Single by Bunny Walters
- B-side: "Quando Quando"
- Released: 1973
- Genre: Pop
- Label: Impact IR 1080
- Songwriters: Mitch Murray, P. Callander
- Producer: Bernie Allen

Bunny Walters singles chronology
| "Take The Money And Run" | "Home Isn't Home Anymore" | "Helena" |

= Home Isn't Home Anymore =

Home Isn't Home Anymore was a hit for Bunny Walters in 1973. It was his fourth top twenty single and followed "Take The Money And Run".

==Background==
Having three other charting singles with the first being "Just Out of Reach", followed by "Brandy", and "Take The Money And Run", this was his fourth top twenty single.
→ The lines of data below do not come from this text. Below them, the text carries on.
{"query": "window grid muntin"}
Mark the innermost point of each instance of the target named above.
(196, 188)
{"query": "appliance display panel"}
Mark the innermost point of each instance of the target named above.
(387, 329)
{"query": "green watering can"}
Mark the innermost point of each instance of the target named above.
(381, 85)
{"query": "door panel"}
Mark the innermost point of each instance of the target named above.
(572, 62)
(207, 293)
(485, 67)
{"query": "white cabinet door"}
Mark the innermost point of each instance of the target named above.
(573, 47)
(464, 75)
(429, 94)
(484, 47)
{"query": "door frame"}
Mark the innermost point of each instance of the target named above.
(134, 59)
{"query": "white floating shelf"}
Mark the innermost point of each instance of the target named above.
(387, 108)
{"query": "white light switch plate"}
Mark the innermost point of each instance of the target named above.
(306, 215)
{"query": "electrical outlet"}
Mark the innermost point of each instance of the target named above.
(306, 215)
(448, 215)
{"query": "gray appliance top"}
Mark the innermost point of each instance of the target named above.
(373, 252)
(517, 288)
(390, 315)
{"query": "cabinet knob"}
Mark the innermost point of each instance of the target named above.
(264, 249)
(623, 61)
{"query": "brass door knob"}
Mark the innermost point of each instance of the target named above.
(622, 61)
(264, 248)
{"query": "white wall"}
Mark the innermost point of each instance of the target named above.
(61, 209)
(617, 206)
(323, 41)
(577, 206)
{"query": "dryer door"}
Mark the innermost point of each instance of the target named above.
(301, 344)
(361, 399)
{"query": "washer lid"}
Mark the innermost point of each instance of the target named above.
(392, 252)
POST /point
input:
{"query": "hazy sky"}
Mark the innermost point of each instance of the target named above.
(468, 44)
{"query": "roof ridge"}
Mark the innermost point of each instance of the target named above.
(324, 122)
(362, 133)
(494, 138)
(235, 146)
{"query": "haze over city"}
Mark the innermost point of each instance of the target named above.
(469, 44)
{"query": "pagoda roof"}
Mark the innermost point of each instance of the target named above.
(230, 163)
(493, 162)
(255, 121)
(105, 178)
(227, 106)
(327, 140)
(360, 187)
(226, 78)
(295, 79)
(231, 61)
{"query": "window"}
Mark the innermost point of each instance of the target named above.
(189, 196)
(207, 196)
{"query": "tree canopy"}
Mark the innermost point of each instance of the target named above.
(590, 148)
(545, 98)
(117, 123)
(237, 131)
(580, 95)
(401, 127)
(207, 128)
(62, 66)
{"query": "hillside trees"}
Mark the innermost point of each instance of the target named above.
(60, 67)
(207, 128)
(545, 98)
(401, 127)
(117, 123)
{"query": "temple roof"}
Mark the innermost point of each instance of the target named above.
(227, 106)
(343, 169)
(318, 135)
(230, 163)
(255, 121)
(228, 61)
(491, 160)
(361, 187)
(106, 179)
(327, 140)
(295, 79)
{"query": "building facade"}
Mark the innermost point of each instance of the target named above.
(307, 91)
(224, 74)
The song backed with "Quando Quando" was released on Impact IR 1080 in 1973. The recording was produced by Bernie Allen and featured The Yandall Sisters on backing vocals.

===Chart history===
On February 12, 1973, the single entered the New Zealand chart at no. 18. The final position of the song was no. 18.

==Earlier versions==
The song had been recorded previously by Heathmore (UK, 1969), Joe Harris (Belgium, 1969), Inga Sulin (Finland, 1969, as "Tyhjä koti"), Rex Gildo (Germany 1969 as "Komm Doch Zu Mir"), Alan Garrity (South Africa, 1972), and Joe Dolan (UK, 1972).

South African singer Alan Garrity's version reached number five in his home nation and number two in Rhodesia during early 1973.